IMAGO / brennweiteffm

In den vergangenen Monaten ist es still geworden um den Korruptions- und Selbstbereicherungsskandal der AWO in Hessen. Corona, Lockdowns und die politischen wie publizistischen Auseinandersetzungen darum beherrschten die Öffentlichkeit. Nicht einmal die bevorstehenden Stadtverordnetenwahlen in Frankfurt an diesem Sonntag konnten das Thema wieder ins Licht der Öffentlichkeit zerren, denn das hätte erfordert, dass die großen Konkurrenzparteien CDU und Grüne ihrerseits den eigenen Filz auskehren. SPD-Funktionäre sind die Hauptprofiteure des nach wie vor bestehenden Systems AWO, doch auch die anderen Parteien parken Freunde und Familie in bequemen Sesseln vorgeblich gemeinnütziger Organisationen. Aufklärung kommt nicht von den Parteien, eine Krähe hackt der anderen bekanntlich kein Auge aus. Dem Ganzen hat nun überraschenderweise die Staatsanwaltschaft einen Strich durch die Rechnung gemacht: sie ermittelt gegen Oberbürgermeister Peter Feldmann und seine Ehefrau Zübeyde Feldmann wegen Verdachts auf Vorteilsnahme, beziehungsweise Beihilfe zu derselben.

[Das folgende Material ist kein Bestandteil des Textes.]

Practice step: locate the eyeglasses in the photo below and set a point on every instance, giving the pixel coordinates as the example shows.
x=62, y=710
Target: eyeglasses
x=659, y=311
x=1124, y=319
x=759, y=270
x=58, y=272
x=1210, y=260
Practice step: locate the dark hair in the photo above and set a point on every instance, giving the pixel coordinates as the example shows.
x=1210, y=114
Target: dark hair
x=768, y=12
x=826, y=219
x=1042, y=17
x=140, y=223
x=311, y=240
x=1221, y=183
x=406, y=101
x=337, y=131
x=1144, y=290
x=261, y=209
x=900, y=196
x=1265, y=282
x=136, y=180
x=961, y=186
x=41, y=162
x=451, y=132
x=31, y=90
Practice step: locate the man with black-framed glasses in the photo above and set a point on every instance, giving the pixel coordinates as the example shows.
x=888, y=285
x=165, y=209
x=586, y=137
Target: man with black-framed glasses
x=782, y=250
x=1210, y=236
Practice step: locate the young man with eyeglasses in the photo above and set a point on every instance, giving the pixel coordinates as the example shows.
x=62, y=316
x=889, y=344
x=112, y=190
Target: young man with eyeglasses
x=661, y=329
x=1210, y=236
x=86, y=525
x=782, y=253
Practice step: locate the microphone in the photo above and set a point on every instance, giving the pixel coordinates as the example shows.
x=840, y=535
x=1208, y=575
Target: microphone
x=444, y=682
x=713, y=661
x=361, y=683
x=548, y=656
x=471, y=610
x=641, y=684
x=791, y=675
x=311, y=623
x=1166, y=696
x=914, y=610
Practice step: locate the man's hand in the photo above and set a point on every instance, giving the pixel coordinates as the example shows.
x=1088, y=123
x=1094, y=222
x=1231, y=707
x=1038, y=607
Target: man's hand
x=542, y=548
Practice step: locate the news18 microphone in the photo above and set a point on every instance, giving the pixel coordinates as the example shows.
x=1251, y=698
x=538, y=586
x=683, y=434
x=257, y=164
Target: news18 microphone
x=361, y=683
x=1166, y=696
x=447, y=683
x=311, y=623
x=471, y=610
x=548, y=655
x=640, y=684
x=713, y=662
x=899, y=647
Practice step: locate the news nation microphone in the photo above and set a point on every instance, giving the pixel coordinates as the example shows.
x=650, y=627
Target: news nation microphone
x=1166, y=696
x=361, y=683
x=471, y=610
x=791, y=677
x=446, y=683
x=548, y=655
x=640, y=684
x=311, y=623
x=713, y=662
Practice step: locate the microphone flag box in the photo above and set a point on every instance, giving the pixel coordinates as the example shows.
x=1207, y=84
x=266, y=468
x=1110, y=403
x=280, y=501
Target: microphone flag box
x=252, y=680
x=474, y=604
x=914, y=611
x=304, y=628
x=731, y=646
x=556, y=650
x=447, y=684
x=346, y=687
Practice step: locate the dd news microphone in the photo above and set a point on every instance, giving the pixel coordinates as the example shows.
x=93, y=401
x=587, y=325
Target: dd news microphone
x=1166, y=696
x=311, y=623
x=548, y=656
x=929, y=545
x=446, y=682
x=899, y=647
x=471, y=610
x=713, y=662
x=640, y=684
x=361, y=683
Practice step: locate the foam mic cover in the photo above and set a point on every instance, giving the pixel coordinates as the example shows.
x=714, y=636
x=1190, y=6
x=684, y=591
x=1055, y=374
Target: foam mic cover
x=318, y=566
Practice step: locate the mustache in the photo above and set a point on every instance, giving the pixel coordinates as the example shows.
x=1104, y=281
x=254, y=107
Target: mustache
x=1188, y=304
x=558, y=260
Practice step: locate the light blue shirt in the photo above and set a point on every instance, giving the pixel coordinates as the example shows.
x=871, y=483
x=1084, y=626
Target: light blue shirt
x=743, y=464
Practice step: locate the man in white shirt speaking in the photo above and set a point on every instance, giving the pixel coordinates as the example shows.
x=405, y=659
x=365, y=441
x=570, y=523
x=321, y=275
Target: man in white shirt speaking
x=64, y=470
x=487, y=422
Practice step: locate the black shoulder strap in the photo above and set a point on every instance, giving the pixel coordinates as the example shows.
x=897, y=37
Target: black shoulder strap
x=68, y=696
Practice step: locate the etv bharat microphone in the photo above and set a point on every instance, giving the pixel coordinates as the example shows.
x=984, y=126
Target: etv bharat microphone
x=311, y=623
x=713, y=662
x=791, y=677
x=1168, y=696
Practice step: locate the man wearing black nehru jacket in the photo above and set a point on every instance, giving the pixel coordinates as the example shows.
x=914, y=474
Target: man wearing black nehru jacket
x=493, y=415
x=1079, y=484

Der Oberbürgermeister und seine AWO

Teil 1: Das Vorspiel
Die verschwundenen Millionen der AWO, Teil 1: Wer hat das Geld?
Die Stadt fordert nun 8.000 Euro vom Ehepaar Fledmann zurück: Zübeyde Feldmann hatte als KITA-Leiterin ein weit überhöhtes Gehalt bezogen, machte eine Blitzkarriere und wurde mit einem Dienstwagen in den Mutterschutz verabschiedet. Es sei jedem Karriere, Dienstwagen und gutes Gehalt gegönnt. Und ein Arbeitgeber, der werdenden Müttern einen Wagen stellt, ist durchaus lobenswert. Doch in der Frankfurter AWO werden solche Privilegien nicht nur aus Steuergeldern bezahlt: Um sich für sie zu qualifizieren, muss man auch noch Ehefrau des Oberbürgermeisters oder Teil seiner Selbstbedienungsclique sein.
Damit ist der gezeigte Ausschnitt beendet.